Security researchers explain how businesses (and their customers) can protect themselves from a new type of business email compromise.
Many of the earlier business email compromises (also known as CEO fraud) involved emails that appeared to come from the chief executive or owner, instructing finance staff to make a payment to a particular account or via a money transfer service.
But SecureWorks' counter-threat unit has discovered a more sophisticated version being conducted by Nigerian and possibly other crime groups.
It works by compromising email accounts used for receiving orders and sending invoices.
The fraudsters quietly monitor the account until a customer asks for a quotation, and then set up a rule to redirect subsequent emails from the prospective purchaser an account under their complete control. That account is used to intercept the resulting purchase order, which is then resent from another account that closely resembles the purchaser's real address.
Eventually, the vendor sends an invoice. The attacker changes the payment information so the funds are deposited into their account rather than the vendor’s, and then laundered through multiple accounts in different countries making recovery impossible.
Neither party may be aware of the problem until the vendor chases the customer for payment.

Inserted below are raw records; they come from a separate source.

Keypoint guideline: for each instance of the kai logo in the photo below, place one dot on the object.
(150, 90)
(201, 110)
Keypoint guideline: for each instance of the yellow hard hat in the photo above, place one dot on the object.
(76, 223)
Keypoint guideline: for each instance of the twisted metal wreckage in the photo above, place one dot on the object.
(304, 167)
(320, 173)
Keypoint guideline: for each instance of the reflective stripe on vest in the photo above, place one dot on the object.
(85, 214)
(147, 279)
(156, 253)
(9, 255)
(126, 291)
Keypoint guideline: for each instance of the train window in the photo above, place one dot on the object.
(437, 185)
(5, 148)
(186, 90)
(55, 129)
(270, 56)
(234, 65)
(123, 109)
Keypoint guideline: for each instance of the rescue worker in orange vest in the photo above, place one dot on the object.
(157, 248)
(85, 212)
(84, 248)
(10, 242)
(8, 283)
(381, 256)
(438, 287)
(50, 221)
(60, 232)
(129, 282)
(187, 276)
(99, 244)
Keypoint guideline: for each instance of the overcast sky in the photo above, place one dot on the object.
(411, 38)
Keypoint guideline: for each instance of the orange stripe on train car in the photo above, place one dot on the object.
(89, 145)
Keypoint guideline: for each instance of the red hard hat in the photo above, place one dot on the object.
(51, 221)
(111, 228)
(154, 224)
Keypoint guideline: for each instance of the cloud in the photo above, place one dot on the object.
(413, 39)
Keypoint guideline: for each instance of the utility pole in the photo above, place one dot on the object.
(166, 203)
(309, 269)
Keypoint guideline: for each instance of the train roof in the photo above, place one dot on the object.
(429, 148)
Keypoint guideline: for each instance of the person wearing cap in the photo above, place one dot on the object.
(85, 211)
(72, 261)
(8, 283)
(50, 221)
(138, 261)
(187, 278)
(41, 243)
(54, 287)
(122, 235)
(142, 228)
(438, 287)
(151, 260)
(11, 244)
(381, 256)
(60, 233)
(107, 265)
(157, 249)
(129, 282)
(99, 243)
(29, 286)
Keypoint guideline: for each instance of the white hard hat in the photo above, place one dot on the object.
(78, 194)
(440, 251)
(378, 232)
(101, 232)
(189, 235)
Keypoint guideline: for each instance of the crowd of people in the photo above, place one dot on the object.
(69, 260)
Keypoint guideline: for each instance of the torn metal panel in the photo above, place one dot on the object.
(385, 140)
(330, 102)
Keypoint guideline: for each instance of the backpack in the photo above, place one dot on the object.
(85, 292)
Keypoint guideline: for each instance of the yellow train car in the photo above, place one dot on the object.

Seven ways to secure invoices
Both buyers and sellers have a role to play in identifying this type of BEC attack before the damage is done. SecureWorks' suggestions include to:
- Implement 2-Step-Verification for corporate and personal email
- Carefully review wire transfer information in suppliers' email requests to identify any suspicious details
- Always confirm wire transfer instructions with designated suppliers using a previously established non-email mode of communication, such as a fax number or phone number
- Be suspicious of pressure to take action quickly and of promises to apply large price discounts on future orders if payment is made immediately
- Thoroughly check email addresses for accuracy and watch for small changes that mimic legitimate addresses, such as the addition, removal, substitution or duplication of single characters in the address or hostname.
- For organisations that use intrusion detection and intrusion prevention systems (IDS/IPS), create rules that flag emails with extensions that are similar to company email extensions (such as, abc_company versus abc-company).
- Limit the information that employees post to social media and to the company website, especially information about job duties and descriptions, management hierarchy, and out-of-office details.